Investors in European real estate are employing a wider range of strategies in response to near-record low yields for core assets.

Investors in European real estate are employing a wider range of strategies in response to near-record low yields for core assets.

A report by Invesco Real Estate (IRE) finds that returns for core investors are expected to be moderate as interest rates stay low. Shopping centres and logistics likely to outperform other sectors over the next five years because they offer higher income returns.

Kim Politzer, Invesco’s European research director, said: ‘With interest rates looking like they are going to be low for longer, real estate provides some great opportunities for investors to generate yield, if you know where to look.

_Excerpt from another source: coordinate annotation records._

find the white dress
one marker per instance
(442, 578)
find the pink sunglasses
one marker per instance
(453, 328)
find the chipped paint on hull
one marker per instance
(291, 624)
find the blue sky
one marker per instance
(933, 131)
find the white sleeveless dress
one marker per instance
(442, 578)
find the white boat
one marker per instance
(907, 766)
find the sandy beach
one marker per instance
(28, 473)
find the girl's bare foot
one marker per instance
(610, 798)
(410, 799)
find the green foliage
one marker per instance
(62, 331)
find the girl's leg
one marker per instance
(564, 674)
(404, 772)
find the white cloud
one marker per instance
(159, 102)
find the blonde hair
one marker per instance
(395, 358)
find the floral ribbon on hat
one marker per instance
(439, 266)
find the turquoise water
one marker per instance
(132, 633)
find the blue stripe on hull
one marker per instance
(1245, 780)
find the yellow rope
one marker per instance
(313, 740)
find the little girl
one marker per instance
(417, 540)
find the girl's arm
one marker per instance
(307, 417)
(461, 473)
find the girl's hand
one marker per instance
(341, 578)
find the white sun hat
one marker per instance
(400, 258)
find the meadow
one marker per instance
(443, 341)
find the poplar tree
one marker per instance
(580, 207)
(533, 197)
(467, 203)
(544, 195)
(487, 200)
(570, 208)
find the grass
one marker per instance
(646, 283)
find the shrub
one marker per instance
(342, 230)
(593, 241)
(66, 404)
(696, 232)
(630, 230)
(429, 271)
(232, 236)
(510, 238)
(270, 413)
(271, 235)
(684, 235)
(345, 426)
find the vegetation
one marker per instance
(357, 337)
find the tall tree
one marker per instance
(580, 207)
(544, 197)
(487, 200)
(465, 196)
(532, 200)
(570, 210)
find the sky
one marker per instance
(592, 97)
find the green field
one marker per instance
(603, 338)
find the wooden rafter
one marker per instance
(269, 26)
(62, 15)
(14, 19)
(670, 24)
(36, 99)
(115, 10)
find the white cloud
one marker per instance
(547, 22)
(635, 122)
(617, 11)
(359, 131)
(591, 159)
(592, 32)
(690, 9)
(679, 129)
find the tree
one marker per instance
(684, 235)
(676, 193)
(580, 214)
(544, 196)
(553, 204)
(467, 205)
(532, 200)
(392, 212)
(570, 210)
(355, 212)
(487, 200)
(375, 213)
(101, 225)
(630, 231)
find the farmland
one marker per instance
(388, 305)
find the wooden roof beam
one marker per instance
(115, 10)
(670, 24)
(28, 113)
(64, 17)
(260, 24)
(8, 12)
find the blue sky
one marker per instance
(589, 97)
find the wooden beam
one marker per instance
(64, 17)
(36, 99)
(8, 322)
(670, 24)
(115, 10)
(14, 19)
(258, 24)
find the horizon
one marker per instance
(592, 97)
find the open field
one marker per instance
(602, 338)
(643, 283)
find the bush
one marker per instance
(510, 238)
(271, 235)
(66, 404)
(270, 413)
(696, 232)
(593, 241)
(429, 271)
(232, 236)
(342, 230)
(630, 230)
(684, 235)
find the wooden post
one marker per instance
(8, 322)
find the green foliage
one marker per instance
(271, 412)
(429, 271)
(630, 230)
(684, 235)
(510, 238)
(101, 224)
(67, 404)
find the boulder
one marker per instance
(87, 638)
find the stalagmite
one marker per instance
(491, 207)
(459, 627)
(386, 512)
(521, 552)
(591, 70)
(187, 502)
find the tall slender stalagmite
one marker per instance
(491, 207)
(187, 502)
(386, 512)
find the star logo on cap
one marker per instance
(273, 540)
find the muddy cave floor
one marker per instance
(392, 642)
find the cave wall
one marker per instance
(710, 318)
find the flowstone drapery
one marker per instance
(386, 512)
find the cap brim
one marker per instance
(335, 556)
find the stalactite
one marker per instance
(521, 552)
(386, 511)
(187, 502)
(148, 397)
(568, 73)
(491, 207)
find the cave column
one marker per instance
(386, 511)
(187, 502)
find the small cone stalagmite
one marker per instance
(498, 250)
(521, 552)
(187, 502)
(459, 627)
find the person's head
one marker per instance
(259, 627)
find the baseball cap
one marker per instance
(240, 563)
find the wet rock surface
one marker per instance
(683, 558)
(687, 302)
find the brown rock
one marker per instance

‘We are seeing some interesting options for manage-to-core and development strategies, though the opportunity is often highly localised, you can’t just buy the market.’

The report says Central London office markets are likely to offer the strongest rental growth for core investors, despite low initial yields.

More adventurous investors might consider smaller deals in the value-add space, as this is a niche that has been largely overlooked by the recent influx of major North American players looking to deploy large amounts of capital for European “distress” strategies.

Recovering Southern European markets are forecast by IRE to produce some of the strongest returns over the next five years. The report highlights in particular manage-to-core opportunities in Milan and Madrid, where growth is expected to outstrip national levels and lack of development is beginning to create localised shortages of grade-A space.